Être l'icône du roman national français n'est pas une sinécure : régulièrement jeanne d'Arc doit se défendre des attaques qu'elle suscite, encore, comme des fantasmes qu'elle fait naître, toujours. Jeanne ? Elle-même : car comment ne pas penser que c'est sa voix, cette fois, qui est venue chanter aux oreilles de Colette Beaune pour lui demander de bouter la légende et son florilège de clichés, d'indiquer le chemin et d'en retirer les pierres pour mieux accéder à sa vérité, la seule : la vérité historique de la femme ayant vécu, cru, combattu et souffert.
Par ce travail précis et rigoureux, sans jamais cesser d'être accessible, Colette Beaune rend le plus bel hommage qu'il se puisse à la femme Jeanne, car femme elle fut et mérite que son histoire soit ainsi entendue : l'histoire est écrite par les vainqueurs, même quand ce sont, en réalité, des vainqueures, des vainqueresses, des victorieuses.
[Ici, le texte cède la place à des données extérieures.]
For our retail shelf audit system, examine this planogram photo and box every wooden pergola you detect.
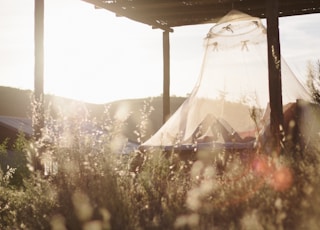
[34,0,320,149]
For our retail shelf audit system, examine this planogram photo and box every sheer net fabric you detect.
[142,10,310,149]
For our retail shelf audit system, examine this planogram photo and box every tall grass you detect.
[0,96,320,230]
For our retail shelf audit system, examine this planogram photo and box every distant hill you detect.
[0,86,186,141]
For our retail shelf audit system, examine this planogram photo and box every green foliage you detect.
[0,94,320,230]
[0,132,30,188]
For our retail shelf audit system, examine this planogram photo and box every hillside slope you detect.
[0,86,185,141]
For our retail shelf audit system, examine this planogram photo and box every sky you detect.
[0,0,320,104]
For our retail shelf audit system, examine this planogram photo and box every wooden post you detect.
[32,0,44,140]
[162,30,170,123]
[266,0,283,153]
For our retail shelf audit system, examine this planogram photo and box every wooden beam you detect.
[162,30,170,123]
[32,0,44,140]
[266,0,283,153]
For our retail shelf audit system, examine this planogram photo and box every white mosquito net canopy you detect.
[141,10,310,152]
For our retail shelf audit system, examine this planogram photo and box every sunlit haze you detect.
[0,0,320,103]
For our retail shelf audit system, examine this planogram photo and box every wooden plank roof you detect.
[82,0,320,30]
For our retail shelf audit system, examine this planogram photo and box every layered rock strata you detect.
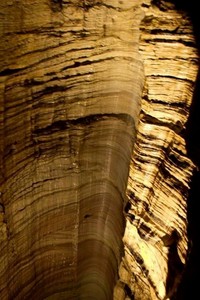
[115,1,198,300]
[0,0,144,300]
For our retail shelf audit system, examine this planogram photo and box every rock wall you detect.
[115,1,198,300]
[0,0,144,300]
[0,0,198,300]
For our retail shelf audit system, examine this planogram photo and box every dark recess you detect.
[160,0,200,300]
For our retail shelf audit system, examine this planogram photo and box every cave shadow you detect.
[164,0,200,300]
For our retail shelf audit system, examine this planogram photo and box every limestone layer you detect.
[115,1,198,300]
[0,0,143,300]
Colette Beaune, comme dans toute bonne biographie, en abordant son sujet (pourtant tout sauf assujettie) nous donne à lire l'histoire d'un temps, de ses représentations, de ses croyances, des rapports de sociabilité et des enjeux de pouvoir qui le caractérisaient. La place de la femme dans l'histoire (telle qu'elle eut lieu) ainsi que la question de la femme dans l'histoire (telle qu'on la raconte) trouve ici, sans doute, un ouvrage majeur.